O Brasil começou bem as Olimpíadas no futebol feminino, com a Rainha Marta conduzindo as meninas a 5×0 contra a China. No masculino, Richarlison comandou o 4×2 contra a Alemanha, que poderia ter sido sete a 2 se o próprio Richarlison não tivesse errado uma finalização e Matheus Cunha não erasse um pênalty e um chute cara a cara com o goleiro.

Mas o melhor do jogo estava no final, quando Paulinho fez o quarto gol da seleção fechando o placar e comemorando com o sinal de arco e flecha, em homenagem a Oxóssi, seu orixa de devoção. Foi um gesto simples, mas disruptivo, que deu visibilidade ao Candomblé, que juntamente com a Umbanda é uma religião genuinamente brasileira, celebrada em todas as regiões do País.

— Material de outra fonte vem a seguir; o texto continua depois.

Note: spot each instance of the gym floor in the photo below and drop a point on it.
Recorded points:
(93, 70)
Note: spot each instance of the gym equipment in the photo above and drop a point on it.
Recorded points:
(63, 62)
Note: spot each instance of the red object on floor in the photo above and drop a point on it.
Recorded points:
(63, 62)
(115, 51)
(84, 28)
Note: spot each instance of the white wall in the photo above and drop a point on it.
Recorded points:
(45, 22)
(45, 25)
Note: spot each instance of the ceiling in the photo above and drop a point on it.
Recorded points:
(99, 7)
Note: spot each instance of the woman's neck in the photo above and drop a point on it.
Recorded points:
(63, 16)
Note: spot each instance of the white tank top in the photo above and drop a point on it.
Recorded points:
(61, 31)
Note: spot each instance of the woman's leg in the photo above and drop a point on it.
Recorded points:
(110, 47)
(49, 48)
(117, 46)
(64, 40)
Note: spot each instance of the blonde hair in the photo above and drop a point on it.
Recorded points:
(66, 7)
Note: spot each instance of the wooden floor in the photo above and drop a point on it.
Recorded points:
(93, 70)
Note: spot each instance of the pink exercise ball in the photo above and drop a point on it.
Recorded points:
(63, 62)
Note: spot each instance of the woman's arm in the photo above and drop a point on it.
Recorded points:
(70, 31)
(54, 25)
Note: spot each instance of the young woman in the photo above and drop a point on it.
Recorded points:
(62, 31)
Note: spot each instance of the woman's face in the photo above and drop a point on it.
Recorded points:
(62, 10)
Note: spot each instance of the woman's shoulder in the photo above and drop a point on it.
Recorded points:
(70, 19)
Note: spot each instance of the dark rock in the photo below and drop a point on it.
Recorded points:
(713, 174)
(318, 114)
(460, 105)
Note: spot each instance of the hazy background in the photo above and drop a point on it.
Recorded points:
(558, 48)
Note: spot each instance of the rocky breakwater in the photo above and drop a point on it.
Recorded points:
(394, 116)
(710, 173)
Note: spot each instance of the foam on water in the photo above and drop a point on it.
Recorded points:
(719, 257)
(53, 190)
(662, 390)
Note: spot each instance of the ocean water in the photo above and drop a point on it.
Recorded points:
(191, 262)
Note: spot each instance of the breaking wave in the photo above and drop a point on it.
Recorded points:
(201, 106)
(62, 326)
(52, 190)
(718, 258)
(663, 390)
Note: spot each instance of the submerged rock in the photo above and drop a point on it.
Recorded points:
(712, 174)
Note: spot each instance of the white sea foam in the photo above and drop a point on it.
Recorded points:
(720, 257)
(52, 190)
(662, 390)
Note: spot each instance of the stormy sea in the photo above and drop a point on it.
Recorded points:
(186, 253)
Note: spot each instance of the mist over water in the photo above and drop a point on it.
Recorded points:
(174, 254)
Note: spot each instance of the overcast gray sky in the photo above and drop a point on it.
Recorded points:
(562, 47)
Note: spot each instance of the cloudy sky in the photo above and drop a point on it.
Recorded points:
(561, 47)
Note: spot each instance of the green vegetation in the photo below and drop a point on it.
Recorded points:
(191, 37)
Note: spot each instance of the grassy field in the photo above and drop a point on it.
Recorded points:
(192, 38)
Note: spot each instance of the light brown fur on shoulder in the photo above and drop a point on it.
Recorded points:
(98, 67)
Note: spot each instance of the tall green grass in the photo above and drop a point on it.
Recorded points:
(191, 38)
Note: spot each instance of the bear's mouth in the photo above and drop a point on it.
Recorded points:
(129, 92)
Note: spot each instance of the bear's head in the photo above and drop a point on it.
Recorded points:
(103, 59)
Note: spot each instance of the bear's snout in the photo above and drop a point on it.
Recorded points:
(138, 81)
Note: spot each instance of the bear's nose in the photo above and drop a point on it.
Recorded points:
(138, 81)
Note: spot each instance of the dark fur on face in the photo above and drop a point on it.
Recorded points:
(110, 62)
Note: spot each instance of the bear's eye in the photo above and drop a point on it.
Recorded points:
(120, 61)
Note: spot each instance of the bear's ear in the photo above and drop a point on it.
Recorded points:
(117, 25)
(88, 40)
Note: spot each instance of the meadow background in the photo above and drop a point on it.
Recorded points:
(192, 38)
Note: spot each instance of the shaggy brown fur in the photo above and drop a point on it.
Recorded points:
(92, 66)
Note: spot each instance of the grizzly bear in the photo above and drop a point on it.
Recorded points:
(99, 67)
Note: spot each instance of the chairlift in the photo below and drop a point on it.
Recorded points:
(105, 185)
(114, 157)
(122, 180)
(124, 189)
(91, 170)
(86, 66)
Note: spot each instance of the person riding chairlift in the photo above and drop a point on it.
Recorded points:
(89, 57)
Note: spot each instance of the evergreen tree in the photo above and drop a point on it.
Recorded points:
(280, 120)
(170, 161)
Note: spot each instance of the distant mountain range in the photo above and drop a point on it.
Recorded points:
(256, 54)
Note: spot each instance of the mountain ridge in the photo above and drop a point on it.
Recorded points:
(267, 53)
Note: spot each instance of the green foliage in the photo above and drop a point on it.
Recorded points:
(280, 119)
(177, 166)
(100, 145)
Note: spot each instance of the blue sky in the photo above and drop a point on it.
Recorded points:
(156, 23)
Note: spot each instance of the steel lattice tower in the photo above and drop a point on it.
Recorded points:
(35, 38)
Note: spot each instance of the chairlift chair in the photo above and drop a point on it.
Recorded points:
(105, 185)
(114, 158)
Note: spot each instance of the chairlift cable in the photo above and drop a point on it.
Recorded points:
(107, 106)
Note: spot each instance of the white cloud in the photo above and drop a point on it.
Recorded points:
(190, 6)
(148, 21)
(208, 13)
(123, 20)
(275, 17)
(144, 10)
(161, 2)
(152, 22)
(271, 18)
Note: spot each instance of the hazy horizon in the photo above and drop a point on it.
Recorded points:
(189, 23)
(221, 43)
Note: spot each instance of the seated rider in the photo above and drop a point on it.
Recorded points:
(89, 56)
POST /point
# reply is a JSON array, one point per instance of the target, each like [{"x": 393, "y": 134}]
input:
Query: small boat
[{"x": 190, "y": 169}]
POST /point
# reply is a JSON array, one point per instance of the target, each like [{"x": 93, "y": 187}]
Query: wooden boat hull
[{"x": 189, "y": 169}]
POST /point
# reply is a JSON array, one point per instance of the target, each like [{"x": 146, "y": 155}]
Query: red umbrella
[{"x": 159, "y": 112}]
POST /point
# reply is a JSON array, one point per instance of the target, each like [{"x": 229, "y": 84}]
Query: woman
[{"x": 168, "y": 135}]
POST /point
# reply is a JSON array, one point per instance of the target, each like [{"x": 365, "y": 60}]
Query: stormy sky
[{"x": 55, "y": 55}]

Paulinho com seu ofá, mostrou que a diversidade cultural e religiosa faz parte do que é ser brasileiro. Isto vale muito num país onde mais 50% da população é preta ou parda,mas o presidente da República destila preconceito racial e discriminação às manifestações religiosas de matriz africana.

Paulinho fez história, como os norte-americanos Tommie Smith e John Carlos,  que com seu punho erguido, clamaram no pódio dos Jogos Olímpicos do México de 1968 por iigualdade de direitos civis em protesto contra preconceito racial nos EUA.

Se na Copa de 1970, Jairzinho, o “Furacão” comemorava os gols com o sinal católico da cruz e na atualidade vários atletas evangélicos levam as mãos aos céus para agradecer a Deus, porque Paulinho e outros não podem demostrar gratidão aos orixás?

Viva Paulinho, e viva Oxóssi. Oke arô!